The assignment required the design and implementation of protocol to enable distributed compilation of files and remote command execution across multiple servers (r(emote) + (m)ake = rake). We needed to write a server program, and two client programs (one in C, the other in Python). Between Beej's guide and the coursework, we fumbled our way to working prototypes, able to pass files, messages, and any other arbitrary data between our clients and servers. The commands and files needing to be passed to servers were defined in a Rakefile
, a strictly written parody of makefiles.
It was extremely satisfying to see the programs work, with files being sent from my partner's machine to servers at my house and back again in perfect-ish synchronicity. Just for our own gratification we tested it by compiling larger and larger C programs, which the servers handled by creating subprocesses to execute in parallel threads.
# Executes a given command
def run_command(cmd_str, execution_path):
if cmd_str.startswith('remote-'):
cmd_str = cmd_str[7:]
if verbose: print("\tExecuting", cmd_str)
proc = subprocess.Popen(cmd_str, cwd=execution_path, shell = True, stdout=subprocess.PIPE, stderr=subprocess.PIPE)
global n_active_procs
n_active_procs+=1
return proc
(Obviously this is a security nightmare, we literally open the servers to execute arbitrary commands without any santising or checks. Please don't abuse. Or better yet, don't use.)
In our satisfaction-based testing, we noticed that the server would regularly crash when it received its 1010th to 1020th connection from the clients.
Got connection 1012 from ('192.168.0.28', 56193)
<-- cost-query
--> cost 2
Got connection 1013 from ('192.168.0.28', 56194)
<-- 2 1 cc -c func3.c
<-- filename: func3.c
<-- file (size 39)
Saved file /tmp/rs-5c1c832d-a18f-4189-b039-f6335af03aeb/func3.c
Saved 1 files to dir: /tmp/rs-5c1c832d-a18f-4189-b039-f6335af03aeb
Executing cc -c func3.c
Traceback (most recent call last):
File "rakeserver.py", line 151, in <module>
receive_command(received_data, connection)
File "rakeserver.py", line 88, in receive_command
proc = run_command(cmd_str, execution_path)
File "rakeserver.py", line 41, in run_command
proc = subprocess.Popen(cmd_str, cwd=execution_path, shell = True, stdout=subprocess.PIPE, stderr=subprocess.PIPE)

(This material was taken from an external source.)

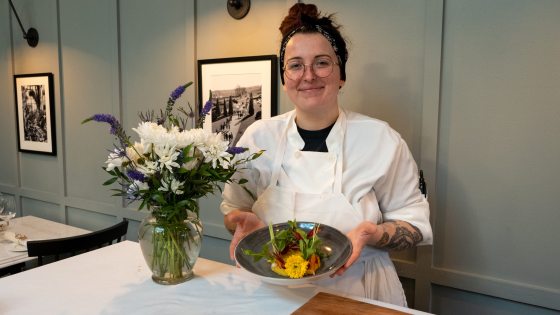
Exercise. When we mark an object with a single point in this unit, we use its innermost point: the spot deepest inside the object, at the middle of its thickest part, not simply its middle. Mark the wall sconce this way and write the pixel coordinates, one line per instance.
(238, 8)
(32, 36)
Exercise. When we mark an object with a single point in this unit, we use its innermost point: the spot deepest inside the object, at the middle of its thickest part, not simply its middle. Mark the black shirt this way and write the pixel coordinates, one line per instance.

File "/usr/lib/python3.8/subprocess.py", line 858, in __init__
self._execute_child(args, executable, preexec_fn, close_fds,
File "/usr/lib/python3.8/subprocess.py", line 1605, in _execute_child
errpipe_read, errpipe_write = os.pipe()
OSError: [Errno 24] Too many open files
1020 is suspiciously close to 1024, which immediately seemed like a red flag. Though select()
wasn't being called in the server, I was aware of the existence of limitations around socket/file descriptors over 1024 in some functions.
As far as I could tell all sockets were being closed properly by the server and all files that were opened were closed. Adding some debug output revealed that the sockets were leaking in pairs‽
It was also noteworthy that many file descriptors were being reused by the server, so clearly some of them were being handled properly.
After hours of StackOverflow and dubious imitations of it, I resigned myself to hoping the markers never ran the server for long enough to get 1010 connections and notice the leak. The rest of the assignment was functional and we'd get a good mark regardless of this bug. The only thing at risk was my pride.
We fixed up the other remaining bugs, generally cleaned up formatting and completed our write-up, readied for submission the next day. On the morning it was due, I hoped fresh eyes would help me squash this tantalisingly simple bug.
Fresh eyes prevailed and I found the leak. To allow the stdout and stderr to be passed back to the client, we set the proc object to capture the command's outputs with the arguments stdout=subprocess.PIPE, stderr=subprocess.PIPE
. These were retrieved later in the program:
msg2 = str(proc.stdout.read().decode("utf-8"))
msg3 = str(proc.stderr.read().decode("utf-8"))
read()
should have been the giveaway. Unbeknownst to me, subprocess.Popen()
opens files to capture the outputs, which I was never closing.
msg2 = str(proc.stdout.read().decode("utf-8"))
msg3 = str(proc.stderr.read().decode("utf-8"))
proc.stdout.close()
proc.stderr.close()
Leak plugged!
Update 2022-06-20:
Just learnt about popen() in C, now I feel really stupid.